Theoretical principles of a stress-based geometrical immersion method

The main theoretical principles of a stress-based geometrical immersion method which is applied to solve the boundary value problem of elasticity theory for isotropic homogeneous body with a complex spatial configuration are described. The basic idea of the method is to construct a convergent iterative procedure in order to find a solution for the area of complex spatial configuration as a sequence of problem solutions for some area of a more simple (canonical) form. The variational formulation of the problem is based on the variational principle of minimum additional work (Kastilyano’s principle) and reduced to an abstract mathematical problem - study of one operator equation by the methods of functional analysis.
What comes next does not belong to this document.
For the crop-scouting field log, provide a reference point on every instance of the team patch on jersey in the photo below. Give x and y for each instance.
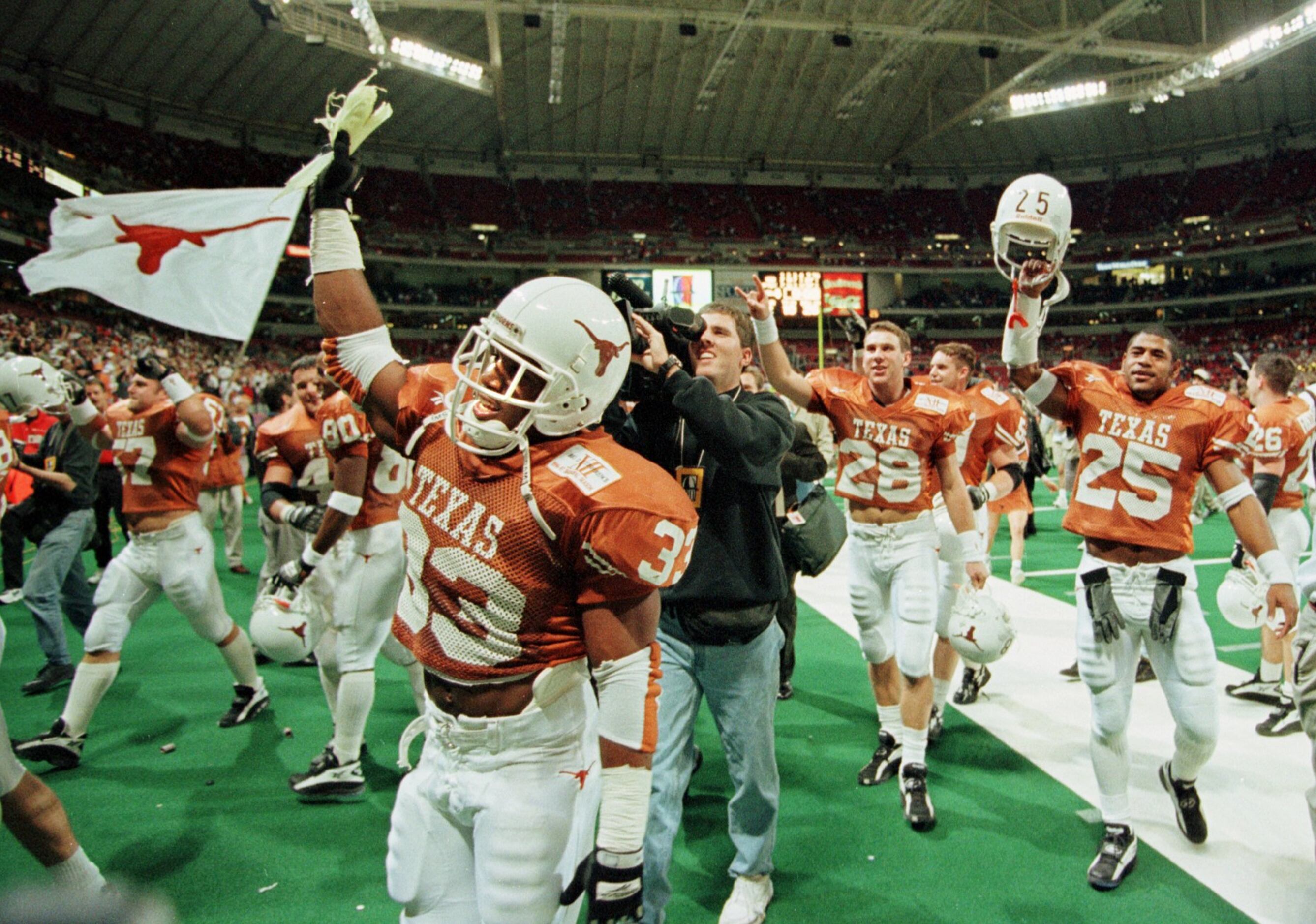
(1206, 394)
(583, 469)
(931, 403)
According to the variational equation of the geometrical immersion method, differential formulation of the problem for the canonical area is obtained. The types of boundary conditions that need to be formulated for a new part of the boundary of the canonical area are prescribed. An iterative procedure for the stress-based geometrical immersion method is developed, and the convergence theorem for this iteration procedure is formulated in terms of the elements of these spaces of stress tensors. We consider a model problem, which has an exact solution and demonstrates the effectiveness of the geometrical immersion method. Application of the stress-based finite element method for solving the problem for the canonical area allows us to perform a comparative analysis of the rate and quality of practical convergence of the proposed scheme and the traditional displacement-based finite element method used in the software package ANSYS.